Bu asırda davet taşıyıcısının üzerine düşen, köklü değişime davet eden peygamberlerin görevine benzer büyük bir görev üstlendiklerinin bilincinde olmasıdır.Zira Allahu Teala şöyle buyurmuştur: قَدْ كَانَتْ لَكُمْ أُسْوَةٌ حَسَنَةٌ فِي إِبْرَاهِيمَ وَالَّذِينَ مَعَهُ إِذْ قَالُوا لِقَوْمِهِمْ إِنَّا بُرَآءُ مِنْكُمْ وَمِمَّا تَعْبُدُونَ مِنْ دُونِ اللَّهِ كَفَرْنَا بِكُمْ وَبَدَا بَيْنَنَا وَبَيْنَكُمُ الْعَدَاوَةُ وَالْبَغْضَاءُ أَبَدًا “İbrahim'de ve onunla beraber olanlarda, sizin için gerçekten güzel bir örnek vardır. Onlar kavimlerine demişlerdi ki: «Biz sizden ve Allah'ı bırakıp taptıklarınızdan uzağız.
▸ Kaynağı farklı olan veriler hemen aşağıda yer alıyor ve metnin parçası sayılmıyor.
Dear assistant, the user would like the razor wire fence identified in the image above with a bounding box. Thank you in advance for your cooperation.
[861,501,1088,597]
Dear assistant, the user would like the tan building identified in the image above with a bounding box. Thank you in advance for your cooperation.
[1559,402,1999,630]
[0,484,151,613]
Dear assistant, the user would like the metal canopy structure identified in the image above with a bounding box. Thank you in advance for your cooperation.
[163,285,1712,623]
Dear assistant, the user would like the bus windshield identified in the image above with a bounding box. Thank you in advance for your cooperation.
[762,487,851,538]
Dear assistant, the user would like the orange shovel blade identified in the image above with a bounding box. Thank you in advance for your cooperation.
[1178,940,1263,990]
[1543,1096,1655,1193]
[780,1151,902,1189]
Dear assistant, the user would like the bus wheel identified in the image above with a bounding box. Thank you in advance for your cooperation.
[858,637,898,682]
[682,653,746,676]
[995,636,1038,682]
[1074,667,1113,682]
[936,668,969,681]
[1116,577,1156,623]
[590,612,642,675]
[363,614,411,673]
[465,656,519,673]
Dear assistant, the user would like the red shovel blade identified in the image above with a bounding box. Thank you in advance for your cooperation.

Sizi tanımıyoruz. sizinle bizim aramızda sürekli bir düşmanlık ve öfke belirmiştir.” [Mümtehine 4]Dolayısıyla davet taşıyıcısının aşağıdaki sıfatlarla süslenmesi gerekir:
Ne kadar kısıtlama, hapis cezası veya medya çarpıtmasıyla karşılaşırsa karşılaşsın hak üzere sebat etmek.
Belalara sabretmekle birlikte yardımın Allah Azze ve Celle'nin elinde olduğuna ve O'nun mümin ve çalışan kullarına istihlaf ve iktidarı vaat ettiğine inanmak.
İslam'ın siyasi hükümlerine ilişkin gerçek bir bilinç; şöyle ki, Batı'nın projelerine aldanmamak veya orta çözümlere kaymamak.
Ümmete, sadece duygusal olarak değil, fikri olarak liderlik etme gücü; bu da açık ve pratik bir proje, yani Raşidi Hilafet projesini sunarak olacaktır.
Allah Azze ve Celle'ye karşı ihlaslı olmak; dolayısıyla mevki, makam ve övgü talep etmemek, aksine sadece Allah'ı razı etmek ve O'nun dinini yeryüzünde ikame etmek için çalışmak.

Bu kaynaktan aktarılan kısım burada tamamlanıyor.